Even with a disability you can make a huge difference in the world.  One small action at a time.

*As a side note*  I thought it very funny in one part of the story Harry thinks, “(I) then fell back on to the floor of my apartment and watched the apartment spin for a while.”  (of course, he had just been attacked, but I thought – oh boy, can I relate!)

Reading as a way to cope.

I was looking at my account on Goodreads today and I read 85 books last year!  I was astonished.  Some of them were cookbooks, and health books, and such, but still I did read them.  I read some really good books, and some really bad  books.  But when everything else was kicking me in the butt, and I couldn’t do much of anything, I could read….and I did.

I already have a good start this year… I already have 5 books marked as read in 2011.  2 are Cookbooks, but I swear I read them.  One of them wasn’t that great, but one I actually bought, and it is really good.  One of the books I started in 2010 and finished it on New Year’s Day.  Still, I haven’t been feeling well this week, and I can’t hear very well, so I read.

Most of the books I read are a lot of paranormal, fantasy, mysteryish books.  My favorite authors are Christopher Moore, Neil Gaiman, Carrie Vaughn, Mary Janice Davidson, Stephen King (especially the Dark Tower Series), Kelley Armstrong, Charlaine Harris….

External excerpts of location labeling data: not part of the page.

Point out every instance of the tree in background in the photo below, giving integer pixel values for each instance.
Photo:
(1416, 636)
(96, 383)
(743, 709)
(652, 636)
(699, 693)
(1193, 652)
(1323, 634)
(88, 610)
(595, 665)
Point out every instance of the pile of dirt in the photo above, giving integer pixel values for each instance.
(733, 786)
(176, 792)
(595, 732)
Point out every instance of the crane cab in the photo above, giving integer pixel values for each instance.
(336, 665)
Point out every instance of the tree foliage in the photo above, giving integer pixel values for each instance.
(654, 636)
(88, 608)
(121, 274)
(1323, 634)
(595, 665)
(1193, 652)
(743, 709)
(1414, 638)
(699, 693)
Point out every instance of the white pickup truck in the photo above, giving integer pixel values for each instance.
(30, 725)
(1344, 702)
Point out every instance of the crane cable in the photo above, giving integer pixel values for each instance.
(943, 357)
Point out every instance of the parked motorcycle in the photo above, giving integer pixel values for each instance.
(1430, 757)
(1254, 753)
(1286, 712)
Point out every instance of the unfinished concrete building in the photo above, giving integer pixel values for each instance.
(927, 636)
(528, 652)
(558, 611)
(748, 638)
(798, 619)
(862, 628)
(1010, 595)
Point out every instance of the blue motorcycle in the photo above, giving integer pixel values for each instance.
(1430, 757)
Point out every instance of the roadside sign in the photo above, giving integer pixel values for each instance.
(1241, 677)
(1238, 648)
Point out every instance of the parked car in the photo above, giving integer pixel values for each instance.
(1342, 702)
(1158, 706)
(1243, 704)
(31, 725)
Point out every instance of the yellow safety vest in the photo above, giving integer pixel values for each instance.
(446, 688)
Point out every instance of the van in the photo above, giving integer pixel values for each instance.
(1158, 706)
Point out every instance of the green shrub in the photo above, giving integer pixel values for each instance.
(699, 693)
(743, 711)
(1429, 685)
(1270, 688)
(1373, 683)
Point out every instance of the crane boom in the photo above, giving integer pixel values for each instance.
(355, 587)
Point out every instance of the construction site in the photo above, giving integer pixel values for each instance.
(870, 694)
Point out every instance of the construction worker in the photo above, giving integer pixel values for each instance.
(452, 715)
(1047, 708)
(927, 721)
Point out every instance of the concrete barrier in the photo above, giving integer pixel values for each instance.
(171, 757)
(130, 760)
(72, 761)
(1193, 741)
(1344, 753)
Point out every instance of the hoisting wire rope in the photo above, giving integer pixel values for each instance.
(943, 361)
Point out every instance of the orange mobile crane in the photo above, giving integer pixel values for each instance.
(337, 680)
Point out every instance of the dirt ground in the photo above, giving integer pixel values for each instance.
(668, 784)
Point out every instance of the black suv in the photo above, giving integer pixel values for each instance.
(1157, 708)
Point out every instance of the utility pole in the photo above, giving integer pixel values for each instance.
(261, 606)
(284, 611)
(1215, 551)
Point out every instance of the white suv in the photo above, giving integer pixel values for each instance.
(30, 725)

My favorite books are Lamb by Christopher Moore (please don’t let this offend any of my Christian readers.  I don’t think it is meant to.  It is a cute story told by Biff, Jesus’s childhood friend.  It tells the story of all the years that the Bible leaves out while Jesus is growing up.  It is very funny, and I think very thought-provoking.)    To Kill A Mockingbird by Harper Lee (what a brilliant piece of literature, everyone should read.)  Neverwhere, Graveyard, and the SandmanSeries by Neil Gaiman  (I guess Neil Gaiman is just one of my all time favorite authors.  I love all of these books for different reasons.  Neverwhere is a fantastical book.  Graveyard is a piece of juvenile literature that is such a good read. and the Sandman Series is a series of Graphic Novels that morphs the after life with mythology with fantasy….it is just deep and so well illustrated.  And last but not least Stephen King’s Dark Tower Series, this series of books is beyond fantasy.  It is a different world, and yet part of it happens in our world.  It alludes to many of King’s different novels.  A graphic novel series has begun about this series and it is beautifully illustrated.  I don’t usually read graphic novels, but a friend recommended Sandman and I’m so glad I decided to read them.  Then I saw the Dark Tower Graphic Novels and they were just so beautiful, starting before the first book, you know what is going to happen, yet you find yourself wanting to change it.

I also read a lot about health, diet, and anything I can think of that might help me deal with things.  Of course, I also read cook books, because I love to cook, and I’m always experimenting on cooking healthier tastier meals.

What do you read?

Do you have any favorite authors?  Any favorite books?